Submerged wrecks are currently detected via waterborne sonar and
airborne LiDAR systems—the former searches for wrecks with sound whereas
the latter uses lasers.
Waterborne sonar is most effective for deep
water; airborne LiDAR requires clear water.
Neither method works well for cloudy, shallow waters, however.
This
means that nearshore waters—often both shallow and cloudy—are frequently
overlooked in hunts for old shipwrecks.
This is a problem because "the
majority of shipwrecks lie closer to shore, clustered around the
entrances to harbors, just as most car accidents happen a kilometer or
so away from home—say, when jockeying for a spot in a parking lot or at
an intersection," Delgado says.
"Near the Golden Gate Bridge there are
more than 300 wrecks and off of Cape Hatteras, N.C., the 'Graveyard of
the Atlantic,' there are more than 1,000."
Sonar images of four shipwreck sites off the coast of Belgium that
reveal how the wrecks disturb surrounding sediment. A: SS Sansip; B: SS
Samvurn; C: SS Neutron; D: SS Nippon.
Credit: The Flemish Hydrography, Coastal Division, Agency for
Maritime and Coastal Services, Flemish Ministry of Mobility and Public
Works.
Now in a new
study detailed in the February
Journal of Archaeological Science, marine geologist
Matthias Baeye
at the Royal Belgian Institute of Natural Sciences and his colleagues
suggest that satellite color photos of the oceans could help find
submerged wrecks in shallow cloudy waters.
"It is a clever and elegant
solution for using satellites to find shipwrecks," says
Peter Campbell, archaeological director of the
Albanian Center for Marine Research who was not involved in this work.
Shipwrecks around Zeebrugge
Baeye and his colleagues examined satellite color photos taken by
Landsat 8, which NASA and the U.S. Geological Survey launched in 2013.
The researchers analyzed four known wreck sites near the Port of
Zeebrugge on the Belgian coast, all civilian vessels.
Two of the wrecks
sank after hitting mines during World War II, one sank shortly before
the war after colliding with another vessel and one sank in 1965, likely
after striking one of the World War II–era wrecks.
NASA imagery, acquired April 1, 2014
Baeye and his colleagues focused on suspended particulate mater in
the seawater, such as sand and silt.
High-resolution satellite imaging
can measure the concentrations of these particles—the researchers had
previously investigated how natural phenomena such as tides and human
activity, such as fishing and dredging, could influence these particle
levels, and unexpectedly noticed that shipwrecks could have an effect,
too.
The scientists found that tidal currents flowing against these wrecks
can generate distinctive linear plumes of these particles up to four
kilometers long that are detectable from space.
"It'd be like finding
pyramids based only on how they disturb the patterns of wind around
them," Delgado says.
The researchers noted that usage of Landsat 8 data is free, and
suggest that their method could help spot promising sites for follow-up
surveys.
"I do think that this technique will lead to new discoveries,"
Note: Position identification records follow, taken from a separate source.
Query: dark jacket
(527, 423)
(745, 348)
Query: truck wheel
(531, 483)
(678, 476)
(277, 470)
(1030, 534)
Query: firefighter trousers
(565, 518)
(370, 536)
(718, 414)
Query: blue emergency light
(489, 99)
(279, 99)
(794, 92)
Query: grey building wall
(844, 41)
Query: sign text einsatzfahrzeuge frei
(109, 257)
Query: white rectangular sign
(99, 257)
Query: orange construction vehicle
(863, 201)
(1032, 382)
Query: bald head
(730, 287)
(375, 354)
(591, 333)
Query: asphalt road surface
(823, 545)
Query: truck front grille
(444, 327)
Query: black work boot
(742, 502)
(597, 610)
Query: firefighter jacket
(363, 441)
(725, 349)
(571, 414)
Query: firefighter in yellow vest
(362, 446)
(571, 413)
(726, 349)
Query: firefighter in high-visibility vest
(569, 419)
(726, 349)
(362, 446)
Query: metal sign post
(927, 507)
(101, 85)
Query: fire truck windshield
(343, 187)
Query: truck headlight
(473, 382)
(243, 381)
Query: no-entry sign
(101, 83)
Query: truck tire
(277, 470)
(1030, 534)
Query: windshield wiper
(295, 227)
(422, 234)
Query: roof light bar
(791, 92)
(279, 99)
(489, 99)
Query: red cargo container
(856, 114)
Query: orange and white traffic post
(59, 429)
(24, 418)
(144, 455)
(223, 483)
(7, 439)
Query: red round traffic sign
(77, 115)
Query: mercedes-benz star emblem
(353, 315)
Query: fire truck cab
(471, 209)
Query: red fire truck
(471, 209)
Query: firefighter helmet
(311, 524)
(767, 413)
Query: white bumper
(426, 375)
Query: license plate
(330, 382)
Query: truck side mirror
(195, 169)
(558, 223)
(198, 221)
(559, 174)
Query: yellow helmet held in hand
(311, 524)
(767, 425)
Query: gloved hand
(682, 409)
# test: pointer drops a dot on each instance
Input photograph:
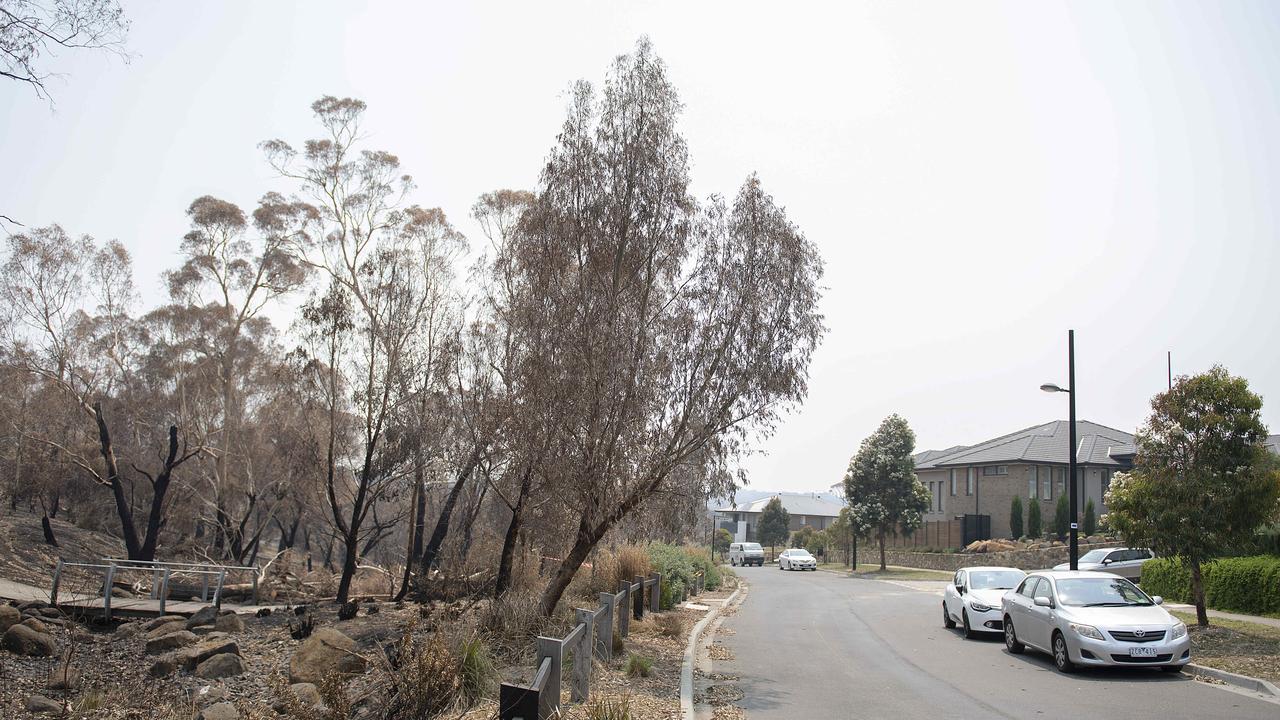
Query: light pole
(1070, 450)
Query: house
(804, 509)
(1032, 463)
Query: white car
(796, 559)
(973, 598)
(1124, 561)
(1093, 619)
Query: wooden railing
(592, 636)
(161, 574)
says Delgado, who did not take part in this research.
"As this technique
gets used and refined, it will help increase the population of known
shipwrecks, and the opportunities to see what stories they have to tell
will also increase."
Several archaeologists have already requested satellite data from the
researchers, "mainly from the Mediterranean Sea but also from Belgium
and the U.K.," Baeye says.
Marine archaeologist
Brendan Foley
at Woods Hole Oceanographic Institution, who did not participate in
this study, suggests "a very interesting possibility for this technique
would be seeing if this works on wooden wrecks in the shallow, turbid,
muddy-floored Baltic Sea, where low salinity results in remarkably
well-preserved wooden hulls. Beautifully preserved wrecks from at least
the 15th century A.D., and no doubt earlier, are numerous there."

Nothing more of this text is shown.